We have analyzed the MDs of electrons emitted by polarized atoms subjected to a few-cycle CP electromagnetic pulse. Due to the large number of angular parameters inherent in the problem, we concentrated on the case of the emission of electrons in the pulse polarization plane (the “in-plane” emission geometry). We expect that other experimental geometries will not lead to the emergence of dichroism effects in the MDs other than those analyzed above. It is important to note that the results of our PT analysis are not specific to the hydrogen atom. Rather, they are applicable to the process of short CP pulse ionization of any atomic or molecular target. In Section 2, we established a selection rule, stating that the in-plane emission is forbidden in all PT orders when the initial orbital momentum quantum number and its projection have different parities. This selection rule is perfectly general and should hold for any kind of initial target.

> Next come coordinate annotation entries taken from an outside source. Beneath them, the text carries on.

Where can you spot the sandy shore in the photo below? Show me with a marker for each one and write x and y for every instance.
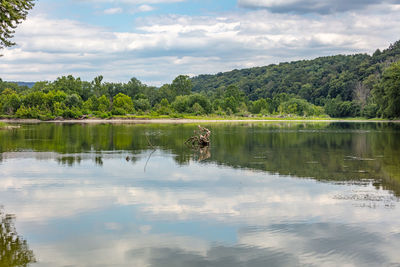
(178, 121)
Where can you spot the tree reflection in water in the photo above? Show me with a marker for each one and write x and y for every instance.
(14, 250)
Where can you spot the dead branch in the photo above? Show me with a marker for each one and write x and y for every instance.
(201, 138)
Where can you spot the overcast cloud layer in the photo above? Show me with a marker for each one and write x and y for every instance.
(160, 44)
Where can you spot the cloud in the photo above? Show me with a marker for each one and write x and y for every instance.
(311, 6)
(135, 2)
(145, 8)
(162, 47)
(111, 11)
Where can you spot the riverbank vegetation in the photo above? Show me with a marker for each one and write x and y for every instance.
(338, 86)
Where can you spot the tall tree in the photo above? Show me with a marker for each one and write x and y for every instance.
(12, 13)
(387, 92)
(182, 85)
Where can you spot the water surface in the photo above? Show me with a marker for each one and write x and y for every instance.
(263, 194)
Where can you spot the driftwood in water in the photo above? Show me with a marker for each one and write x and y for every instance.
(201, 138)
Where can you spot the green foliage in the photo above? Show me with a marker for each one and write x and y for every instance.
(14, 249)
(142, 104)
(340, 86)
(387, 92)
(12, 13)
(122, 104)
(181, 85)
(340, 109)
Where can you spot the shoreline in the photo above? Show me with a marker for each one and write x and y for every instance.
(182, 121)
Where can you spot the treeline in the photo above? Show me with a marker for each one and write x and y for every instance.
(346, 86)
(70, 97)
(339, 86)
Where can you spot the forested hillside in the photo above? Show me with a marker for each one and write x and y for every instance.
(325, 81)
(339, 86)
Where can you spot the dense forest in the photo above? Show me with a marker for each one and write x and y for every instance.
(358, 85)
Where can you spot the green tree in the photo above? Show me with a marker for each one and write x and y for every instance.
(182, 85)
(387, 92)
(122, 104)
(12, 13)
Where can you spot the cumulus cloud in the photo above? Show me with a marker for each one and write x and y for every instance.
(315, 6)
(145, 8)
(111, 11)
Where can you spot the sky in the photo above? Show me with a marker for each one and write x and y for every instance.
(157, 40)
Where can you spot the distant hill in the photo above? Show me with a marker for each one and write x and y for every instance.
(314, 80)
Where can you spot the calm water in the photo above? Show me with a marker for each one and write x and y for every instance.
(264, 194)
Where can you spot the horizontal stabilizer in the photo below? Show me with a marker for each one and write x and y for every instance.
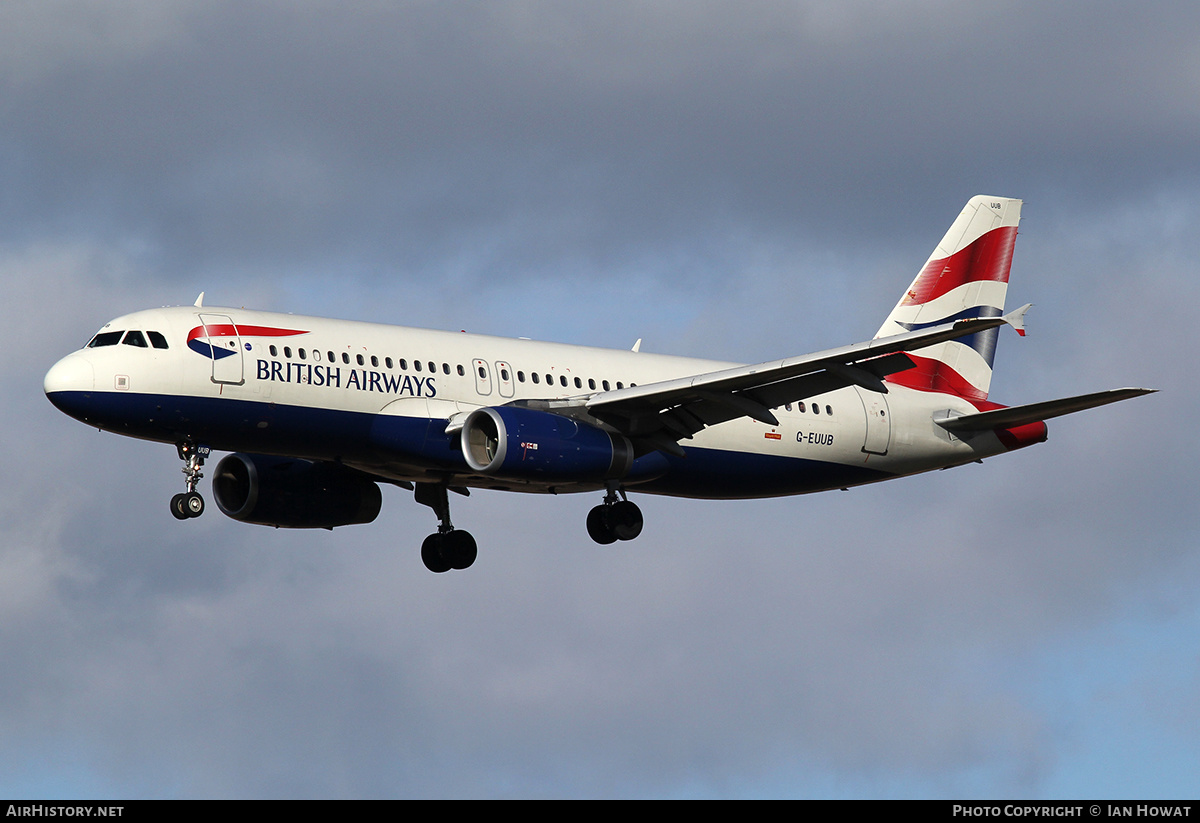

Among the dichroism effects considered in this article, the most physically interesting is the CDMD effect in the ionization of aligned atomic states. Such an effect is absent in long pulse ionization since it is forbidden by symmetry arguments. Indeed, an aligned state has no right–left asymmetry, which is essential for the CD effect to occur. It is the short pulse itself that carries the asymmetry, and it is described by the parameter $\varphi$ (i.e., the CEP). It is known that the CEP causes nonlinear CDMD effects in the short pulse ionization of spherically symmetric atomic S-states [24,35]. Here, we have demonstrated that such nonlinear CEP-caused CDMD effects take place in the general case of the ionization of initial bound states with non-zero orbital momentum. Such effects should be taken into account in investigations of the interaction of few-cycle XUV pulses with atomic inner shells, which have recently been reported [36,37].